The Dormition of the Theotokos Church (Biserica Adormirea Maicii Domnului) is a Romanian Orthodox church located at 4A Unirii Street, Orăștie, Romania. It is dedicated to the Dormition of the Theotokos.

==Architecture==
The church is typical of contemporary Transylvania architecture, a Gothic hall church inspired by the Transylvanian Saxons. It features an altar separated from the nave by an iconostasis, a vestibule with a spire, and a small entrance porch to the west. The main part is made of stone, the arches and spire of brick. The floor is around 80 centimeters below ground level. The soil is lower on the north side, suggesting the earlier presence of a cemetery.

The altar exterior has five sides and a semicircular interior, with three arched windows and two niches at the north and south. The spire, which houses the bells, was built on older foundations in 1873, rising to 35 meters. It features four levels of arched windows. The architectural decoration is simple. The interior frescoes were painted in 1977–1979, in neo-Byzantine style.

==Features==
There is a gravestone fixed into the exterior altar apse wall, laid along an angle. It probably comes from the old cemetery, or from an earlier church, and was likely placed in its current position in 1802, when the church was expanded. Commemorating benefactors and ktetors, it has two inscriptions: one in Latin from 1705, the other in Romanian Cyrillic from 1802. The first part is decorated with a family coat of arms belonging to the deceased Maria Görög (Grecu), who, according to the text, was either from the minor nobility of Făgăraș, or from a wealthy merchant family, and died in 1701. The second part mentions her parents; her father Petru came from Tarnovo, supervised the Greek merchants of Transylvania and lived at Orăștie in 1705. The Romanian text mentions several local priests as well as the church founders.
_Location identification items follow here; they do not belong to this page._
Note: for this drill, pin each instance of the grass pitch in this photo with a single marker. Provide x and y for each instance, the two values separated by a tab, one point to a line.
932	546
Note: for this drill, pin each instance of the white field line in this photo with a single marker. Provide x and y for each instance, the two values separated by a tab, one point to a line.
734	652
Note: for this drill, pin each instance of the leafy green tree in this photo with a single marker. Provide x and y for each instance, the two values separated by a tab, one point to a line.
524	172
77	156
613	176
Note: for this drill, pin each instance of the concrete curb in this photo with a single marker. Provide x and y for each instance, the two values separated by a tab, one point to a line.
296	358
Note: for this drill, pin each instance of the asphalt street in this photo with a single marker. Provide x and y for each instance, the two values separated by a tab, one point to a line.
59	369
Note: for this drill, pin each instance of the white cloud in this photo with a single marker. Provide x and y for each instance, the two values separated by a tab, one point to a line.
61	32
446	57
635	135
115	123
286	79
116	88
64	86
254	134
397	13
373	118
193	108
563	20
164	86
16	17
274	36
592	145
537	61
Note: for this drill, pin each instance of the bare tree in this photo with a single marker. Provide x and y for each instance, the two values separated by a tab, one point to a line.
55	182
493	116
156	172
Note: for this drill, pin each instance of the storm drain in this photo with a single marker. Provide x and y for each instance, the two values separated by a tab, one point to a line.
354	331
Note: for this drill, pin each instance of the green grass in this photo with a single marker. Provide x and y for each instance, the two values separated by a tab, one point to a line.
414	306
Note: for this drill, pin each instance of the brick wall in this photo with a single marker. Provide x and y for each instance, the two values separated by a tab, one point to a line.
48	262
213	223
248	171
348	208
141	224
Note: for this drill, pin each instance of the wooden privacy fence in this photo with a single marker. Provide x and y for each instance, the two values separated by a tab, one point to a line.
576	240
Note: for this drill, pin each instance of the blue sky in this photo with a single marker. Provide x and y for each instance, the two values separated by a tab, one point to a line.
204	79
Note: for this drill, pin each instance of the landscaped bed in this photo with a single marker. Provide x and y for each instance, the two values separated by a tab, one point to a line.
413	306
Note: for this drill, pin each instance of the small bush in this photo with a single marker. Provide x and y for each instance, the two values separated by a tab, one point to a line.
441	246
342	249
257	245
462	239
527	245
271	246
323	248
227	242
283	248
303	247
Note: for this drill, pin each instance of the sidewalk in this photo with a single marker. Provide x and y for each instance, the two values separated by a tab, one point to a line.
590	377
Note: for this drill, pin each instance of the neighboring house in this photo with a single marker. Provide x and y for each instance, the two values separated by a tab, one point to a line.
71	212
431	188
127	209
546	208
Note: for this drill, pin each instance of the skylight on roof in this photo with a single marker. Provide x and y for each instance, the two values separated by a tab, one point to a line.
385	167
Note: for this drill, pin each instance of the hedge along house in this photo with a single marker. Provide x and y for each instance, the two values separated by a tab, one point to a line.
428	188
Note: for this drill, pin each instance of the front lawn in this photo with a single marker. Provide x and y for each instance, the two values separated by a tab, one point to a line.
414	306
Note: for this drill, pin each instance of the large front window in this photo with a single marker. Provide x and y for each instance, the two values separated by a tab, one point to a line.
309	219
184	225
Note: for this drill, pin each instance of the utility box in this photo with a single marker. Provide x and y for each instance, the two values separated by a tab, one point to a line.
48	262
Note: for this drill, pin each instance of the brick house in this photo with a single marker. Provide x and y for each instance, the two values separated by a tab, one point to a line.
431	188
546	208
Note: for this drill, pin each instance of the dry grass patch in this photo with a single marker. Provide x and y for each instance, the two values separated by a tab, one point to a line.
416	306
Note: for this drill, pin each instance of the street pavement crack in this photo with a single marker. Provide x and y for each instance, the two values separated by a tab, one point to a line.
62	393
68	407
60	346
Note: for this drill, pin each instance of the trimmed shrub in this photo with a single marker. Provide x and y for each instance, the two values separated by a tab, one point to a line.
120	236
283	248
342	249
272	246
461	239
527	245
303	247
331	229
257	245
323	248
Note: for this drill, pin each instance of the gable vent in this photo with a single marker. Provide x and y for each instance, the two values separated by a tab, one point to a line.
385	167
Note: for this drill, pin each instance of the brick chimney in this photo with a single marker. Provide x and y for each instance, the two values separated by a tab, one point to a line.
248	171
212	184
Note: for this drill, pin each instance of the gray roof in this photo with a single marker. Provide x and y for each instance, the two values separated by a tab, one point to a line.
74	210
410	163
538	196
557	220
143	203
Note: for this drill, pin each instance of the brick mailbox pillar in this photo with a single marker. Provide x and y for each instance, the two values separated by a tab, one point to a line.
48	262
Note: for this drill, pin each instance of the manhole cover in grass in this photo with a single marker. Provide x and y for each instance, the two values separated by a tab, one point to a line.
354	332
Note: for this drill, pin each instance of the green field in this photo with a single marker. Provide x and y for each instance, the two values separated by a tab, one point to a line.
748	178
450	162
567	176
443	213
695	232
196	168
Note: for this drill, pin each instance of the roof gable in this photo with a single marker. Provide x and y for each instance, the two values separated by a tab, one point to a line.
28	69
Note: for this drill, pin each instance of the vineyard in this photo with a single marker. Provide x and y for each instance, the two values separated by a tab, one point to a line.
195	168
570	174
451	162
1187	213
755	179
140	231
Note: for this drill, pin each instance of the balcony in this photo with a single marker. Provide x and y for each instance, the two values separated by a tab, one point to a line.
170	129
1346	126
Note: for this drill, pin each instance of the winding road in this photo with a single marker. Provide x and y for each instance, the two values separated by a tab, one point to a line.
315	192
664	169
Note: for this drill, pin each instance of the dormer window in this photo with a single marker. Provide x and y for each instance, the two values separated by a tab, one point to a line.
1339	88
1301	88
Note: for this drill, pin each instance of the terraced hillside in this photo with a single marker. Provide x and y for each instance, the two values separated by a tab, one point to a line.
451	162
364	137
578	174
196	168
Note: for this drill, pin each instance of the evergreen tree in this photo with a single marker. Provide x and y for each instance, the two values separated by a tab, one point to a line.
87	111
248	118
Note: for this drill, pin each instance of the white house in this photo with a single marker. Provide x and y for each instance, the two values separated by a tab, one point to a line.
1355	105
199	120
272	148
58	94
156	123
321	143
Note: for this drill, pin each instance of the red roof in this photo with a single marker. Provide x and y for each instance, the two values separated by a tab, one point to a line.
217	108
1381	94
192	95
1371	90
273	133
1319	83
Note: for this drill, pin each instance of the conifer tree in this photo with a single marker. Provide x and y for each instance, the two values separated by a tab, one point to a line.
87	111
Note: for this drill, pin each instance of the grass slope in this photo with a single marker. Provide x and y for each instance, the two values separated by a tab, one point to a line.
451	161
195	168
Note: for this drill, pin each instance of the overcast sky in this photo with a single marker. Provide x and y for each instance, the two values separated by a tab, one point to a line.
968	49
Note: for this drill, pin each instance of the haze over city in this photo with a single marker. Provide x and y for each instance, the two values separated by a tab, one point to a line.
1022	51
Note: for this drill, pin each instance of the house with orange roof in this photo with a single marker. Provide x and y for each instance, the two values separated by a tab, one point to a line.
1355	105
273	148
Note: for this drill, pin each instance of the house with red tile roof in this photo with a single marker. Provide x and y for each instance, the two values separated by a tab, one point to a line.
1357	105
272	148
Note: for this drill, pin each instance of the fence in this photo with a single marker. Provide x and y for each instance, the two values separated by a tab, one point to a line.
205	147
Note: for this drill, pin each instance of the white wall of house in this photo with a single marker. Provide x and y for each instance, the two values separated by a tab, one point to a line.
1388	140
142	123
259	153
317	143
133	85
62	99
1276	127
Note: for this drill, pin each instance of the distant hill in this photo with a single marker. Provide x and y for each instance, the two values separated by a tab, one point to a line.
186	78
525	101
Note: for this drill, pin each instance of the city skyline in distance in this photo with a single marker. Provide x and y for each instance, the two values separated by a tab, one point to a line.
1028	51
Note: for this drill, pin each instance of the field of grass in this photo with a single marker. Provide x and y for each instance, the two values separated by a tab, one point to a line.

Another inscription above the entrance is much more recent. The iconostasis, in local Baroque style, has lavish decorations carved into the wood, and is gilt. The altar burned around 1800, and the iconostasis mentions a date of 1811; it was probably executed by an itinerant Serbian painter and his Aromanian assistant. The imposing candelabra dates to 1784, and two candleholders to 1850.

A surrounding wall was begun in 1847, continued in 1866 and completed in 1896. The churchyard contains several stone crosses for the Aromanians who contributed to the church. Another stone cross, carved with symbolic motifs, stands near the wall. The church is listed as a historic monument by Romania's Ministry of Culture and Religious Affairs.